AAR1210SAにはRedHat7.3/8およびSuSE8.0/8.1のドライバが附属し ている。RedHat8はメディアを所有しているので、早速試してみた。 RedHatのCDでブートして、附属ドライバを読ませると簡単にAAR1210SAを 認識してしまった。パーティション設定やパッケージ選択を経て インストールを開始すると必ずフォーマットでこけてしまう。 ディスクのVerifyや再フォーマットをしてみたがダメ。 同じディスクとカードをPentium Mの最新マシンのセットすると フォーマットを完了できることから、FX-2固有のトラブルのようだ。 試行錯誤の結果100GBまでならフォーマットが完了することが分かり、 もったいないがこれでいくことにした。
インストール後に起動するとaar1210ドライバモジュール読み込み時 にエラーになってしまい、起動できない。 Rescue CDで起動してaar1210ドライバをマニュアルで読ませると 起動する。
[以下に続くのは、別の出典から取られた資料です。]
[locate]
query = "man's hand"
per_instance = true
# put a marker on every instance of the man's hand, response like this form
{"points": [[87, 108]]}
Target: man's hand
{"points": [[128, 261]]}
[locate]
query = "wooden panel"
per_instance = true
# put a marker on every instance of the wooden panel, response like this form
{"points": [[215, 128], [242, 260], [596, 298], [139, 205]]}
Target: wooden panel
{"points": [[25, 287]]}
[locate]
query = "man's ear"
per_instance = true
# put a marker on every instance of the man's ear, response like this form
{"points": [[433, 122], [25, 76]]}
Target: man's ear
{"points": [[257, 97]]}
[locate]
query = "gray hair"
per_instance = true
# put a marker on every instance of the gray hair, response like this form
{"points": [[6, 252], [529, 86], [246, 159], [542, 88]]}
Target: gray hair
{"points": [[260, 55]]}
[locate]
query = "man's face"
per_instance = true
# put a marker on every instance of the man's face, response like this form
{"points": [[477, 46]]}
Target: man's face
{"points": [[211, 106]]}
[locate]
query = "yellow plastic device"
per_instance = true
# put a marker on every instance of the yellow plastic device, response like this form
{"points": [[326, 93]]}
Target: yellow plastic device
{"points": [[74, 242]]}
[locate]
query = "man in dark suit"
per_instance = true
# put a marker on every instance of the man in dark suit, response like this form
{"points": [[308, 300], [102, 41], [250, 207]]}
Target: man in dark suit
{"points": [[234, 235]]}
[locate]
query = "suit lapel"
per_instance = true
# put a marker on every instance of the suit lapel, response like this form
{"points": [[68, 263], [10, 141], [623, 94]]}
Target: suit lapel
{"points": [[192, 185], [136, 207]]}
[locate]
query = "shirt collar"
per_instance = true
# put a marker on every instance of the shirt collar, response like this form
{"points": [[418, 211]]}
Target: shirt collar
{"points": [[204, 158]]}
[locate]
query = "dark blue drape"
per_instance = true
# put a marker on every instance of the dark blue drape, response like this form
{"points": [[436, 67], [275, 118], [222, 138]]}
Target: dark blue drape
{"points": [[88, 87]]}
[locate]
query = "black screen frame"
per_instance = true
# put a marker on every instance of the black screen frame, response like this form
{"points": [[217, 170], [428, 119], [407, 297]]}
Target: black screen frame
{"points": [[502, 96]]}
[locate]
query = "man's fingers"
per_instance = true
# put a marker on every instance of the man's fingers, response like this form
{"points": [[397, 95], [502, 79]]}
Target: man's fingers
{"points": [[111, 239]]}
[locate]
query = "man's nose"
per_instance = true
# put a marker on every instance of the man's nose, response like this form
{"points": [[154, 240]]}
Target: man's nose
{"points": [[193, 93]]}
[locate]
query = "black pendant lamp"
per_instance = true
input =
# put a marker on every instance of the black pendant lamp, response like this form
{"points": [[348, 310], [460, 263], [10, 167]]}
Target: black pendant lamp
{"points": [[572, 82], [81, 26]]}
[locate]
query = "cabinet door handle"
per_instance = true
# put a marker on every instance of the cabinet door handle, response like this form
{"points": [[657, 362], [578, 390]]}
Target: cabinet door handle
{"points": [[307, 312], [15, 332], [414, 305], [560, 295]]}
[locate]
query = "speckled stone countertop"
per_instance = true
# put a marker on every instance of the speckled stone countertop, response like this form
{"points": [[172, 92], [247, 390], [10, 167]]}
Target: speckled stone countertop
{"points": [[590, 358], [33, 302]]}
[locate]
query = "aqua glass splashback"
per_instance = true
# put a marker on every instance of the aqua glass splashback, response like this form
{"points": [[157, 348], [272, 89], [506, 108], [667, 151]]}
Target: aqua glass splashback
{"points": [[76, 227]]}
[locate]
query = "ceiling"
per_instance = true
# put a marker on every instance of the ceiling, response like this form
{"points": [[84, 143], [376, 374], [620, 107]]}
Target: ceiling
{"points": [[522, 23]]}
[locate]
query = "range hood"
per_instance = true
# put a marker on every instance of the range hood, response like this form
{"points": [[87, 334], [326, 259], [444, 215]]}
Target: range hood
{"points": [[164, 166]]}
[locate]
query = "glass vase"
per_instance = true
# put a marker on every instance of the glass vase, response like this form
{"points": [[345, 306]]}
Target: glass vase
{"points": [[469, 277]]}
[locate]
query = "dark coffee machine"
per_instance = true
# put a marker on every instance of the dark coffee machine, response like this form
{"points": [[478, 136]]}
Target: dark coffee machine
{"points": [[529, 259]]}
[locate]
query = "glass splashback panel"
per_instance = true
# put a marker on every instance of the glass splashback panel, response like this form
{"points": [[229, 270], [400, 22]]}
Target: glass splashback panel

なぜだろう。
原因を追及するのは面倒なので止め、adaptecのサイトに上っていた RedHat9用のドライバを使ってRedHat9で試してみることにした。 すると現象は全く同じだった。フォーマットは100GBまでしかできないし、 インストールは正常終了するが、起動時のドライバモジュール読み込み時 にこける。エラーメッセージにはunresolved symbolとある。 Rescue CDで起動して
depmod -a -b /mnt/sysimage 2.4.20-8
などとやってみるが改善しない。ドライバディスクのドキュメントや インストール用バッチファイルを見てみるとi686とathlonにしか 対応していないように読める。i586(MMX Pentium 200MHz)なのが 原因なのかもしれない。ソースがあればi586対応の モジュールをコンパイルすることも可能なのだが、 adaptecはバイナリしか配布していないので、ここは諦めることにする。

Fedora Core 3でも挫折

adaptec配布ドライバがi586に非対応だから こけているのだとしたら、 adaptec配布ドライバが不要なディストリビューションなら 大丈夫じゃないかと思い、Fedora Core 3を試してみた。 予想通り、ブートCDだけでSATAカードとHDDを認識してしめたと思ったが、 その後繋がっていないhdf/hdgを探索に行って、しばらくした後に 割込みエラーで落ちてしまう。これもダメだった。

SuSE 8.1は入手できない

AAR1210SAの附属ドライバが対応しているもうひとつの ディストリビューション SuSE linux 8.0/8.1を試そうとしたが、どこのFTPサイトにも残っていない。 8.1のディレクトリには最新版を使えというテキストファイルがあるだけだ。 これも挫折。

SuSE 9.1で可能性を見出す

しかたないので、雑誌の付録の SuSE 9.1を試してみた。こいつはBoot CDだけで AAR1210SAを認識した。ところが、 インストーラーはディスクの認識の後でこけてしまう。

SuSE 9.3はどうやってブートするんだ

SuSE linuxに可能性を見つけたので最新版の9.3を試そうとしたが、 ブート用のイメージファイルxxx.isoがFTPサイトに見当たらない。 これはFTP版がないということなのか? おそらくそうではないだろうが、 面倒なので調べずに諦める。

SuSE 9.2にて成功

ブート用のイメージファイルがFTPサイトから入手できる 9.2を試してみた。これはAAR1210SAを認識して インストールまで無事に終了する。 その後の起動も問題ない。sambaも最初から入っている。 やれやれ。これでFX-2も無事にファイルサーバーとして 活躍できる。めでたしめでたし。

その後

FX-2のNICはオンボードのDEC21143でturipドライバで動く。 スループットは実測値で50Mbpsだ。MPEG2ファイルをネットワーク 経由で視聴しても全く問題ない。これは便利だ。
HDDの残エリア130GB強がもったいないので、ここにSuSE linux以外の ディストリビューションがインストールできないかいろいろ試してみた。 どうやらSuSE linuxがインストールできたのは僥倖だったようだ。 試しに残エリアをSuSE linuxからパーティション確保してみたら、 これが成功してしまった。確保したパーティションを/etc/fstabに追加して めでたくディスク全領域の利用が可能になった。
今日(2005/9/17)SuSEのサイトに行ってみたら、SuSE9.3のFTP版が ダウンロードできるようになっていた。
SuSE10のOSS版もダウンロードできるようになった。面倒だから 入れ換えないけど、起動はSuSE9より早くなったという報告がある。